Annie Welle plays jazz on concert grand at the Winery

By Jane Fritz
Reader Contributor

Thirty years ago a wellspring of music culture existed in Sandpoint. On the mountain, Gunther Schuller’s Festival at Sandpoint chamber musicians amazed audiences in the old ski lodge, while at Memorial Field the Spokane Symphony Orchestra and a Russian pianist mesmerized listeners as rain fell, and no one moved. Along Sand Creek, at the former Garden Restaurant Lounge, pianist Raphael played Debussy with cascading ferns framing listeners sipping wine.

Annie Welle plays piano jazz at the Pend Oreille Winery this Sunday, July 8, from 4-6 p.m. Photo by Jane Fritz.

In those days, Annie Welle played the Garden’s grand on a New Years Eve. Pend d’Oreille Winery vintner and new owner, Jim Bopp, was a teenager washing dishes in the restaurant’s back room. It’s an era that still captivates Bopp, and one that he would like to see return. It’s why he has moved his grandparents’ piano out of storage, where it’s been for 25 years, and into the Winery so musicians like Welle can play it. 

But this isn’t just any piano, and she isn’t just any pianist.

Classically trained, and playing since she was four, Welle now performs solo jazz. Improvisations, original works, and the standards — Fats Waller, Gershwin, Cole Porter and pieces that will have you thinking you’re listening to Miles Davis or Chet Baker. A workshop and positive critique of her composing by Marian McPartland many years ago at the Lionel Hampton Jazz Festival inspired Welle to find her signature sound.

The Winery’s piano is unique. It’s an 1875 Decker Brothers of New York concert grand whose cabinet is 7’, 4” long and made of coastal Brazilian rosewood, a tree now protected. This gorgeous wood is very resonant, which is why the finest acoustic guitars are made with it. The piano was bought by Bopp’s grandparents — the late, former Schweitzer Resort and Pack River Management owners Jim and Jean Brown — as part of the purchase of their lakeside home. Bopp and his brothers grew up in that house, but played under the piano. It made a great hideout with couch cushions placed around the perimeter. 

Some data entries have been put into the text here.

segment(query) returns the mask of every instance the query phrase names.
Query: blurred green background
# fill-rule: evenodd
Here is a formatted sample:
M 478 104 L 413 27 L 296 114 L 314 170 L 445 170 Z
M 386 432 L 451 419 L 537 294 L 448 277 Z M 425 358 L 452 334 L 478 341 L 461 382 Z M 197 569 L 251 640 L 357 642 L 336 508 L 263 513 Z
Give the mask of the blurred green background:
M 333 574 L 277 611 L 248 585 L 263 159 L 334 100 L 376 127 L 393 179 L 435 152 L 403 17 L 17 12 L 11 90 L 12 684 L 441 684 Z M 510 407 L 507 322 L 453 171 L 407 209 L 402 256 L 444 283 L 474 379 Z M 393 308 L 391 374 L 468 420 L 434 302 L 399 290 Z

Eventually the piano was moved to the Company Store, which the Browns owned — the former Pend d’Oreille Winery site where MickDuff’s Beer Hall is today. The piano might have sold for $30,000, but the Company Store closed, and the piano was put into storage. Until now. 

Jim Bopp thinks it’s time to try that rebirth of music culture in Sandpoint, and his and co-owner Kylie Presta’s winery might be the perfect place for it. He hopes that others will want to perform on their special piano, and that people will come to the Winery to hear it and toast its sound. 

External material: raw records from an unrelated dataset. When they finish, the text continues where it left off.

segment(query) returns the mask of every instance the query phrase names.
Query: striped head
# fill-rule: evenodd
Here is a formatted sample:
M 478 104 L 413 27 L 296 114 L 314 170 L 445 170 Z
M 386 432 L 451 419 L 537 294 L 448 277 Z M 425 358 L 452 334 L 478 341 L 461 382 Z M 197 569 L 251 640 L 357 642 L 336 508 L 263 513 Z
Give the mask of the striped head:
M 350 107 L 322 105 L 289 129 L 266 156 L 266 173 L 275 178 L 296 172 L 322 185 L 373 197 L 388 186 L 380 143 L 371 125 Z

So how does this 1875 concert grand sound?

“It’s got a lot of character,” says Welle. “There’s a lot of depth when you play a key, you can feel a length of that string on the soundboard. It’s very deep and rich; I can almost feel the other end of the piano in my toes.” She adds that its full sound is perfect in the Winery’s large room, and the wood is part of that sound. 

“I really think the spirit of the tree that the wood came from is still in the wood,” says Welle. “It’s contributing to the vibration of the music. It’s gone down through all these decades and back to a time when that tree was alive.”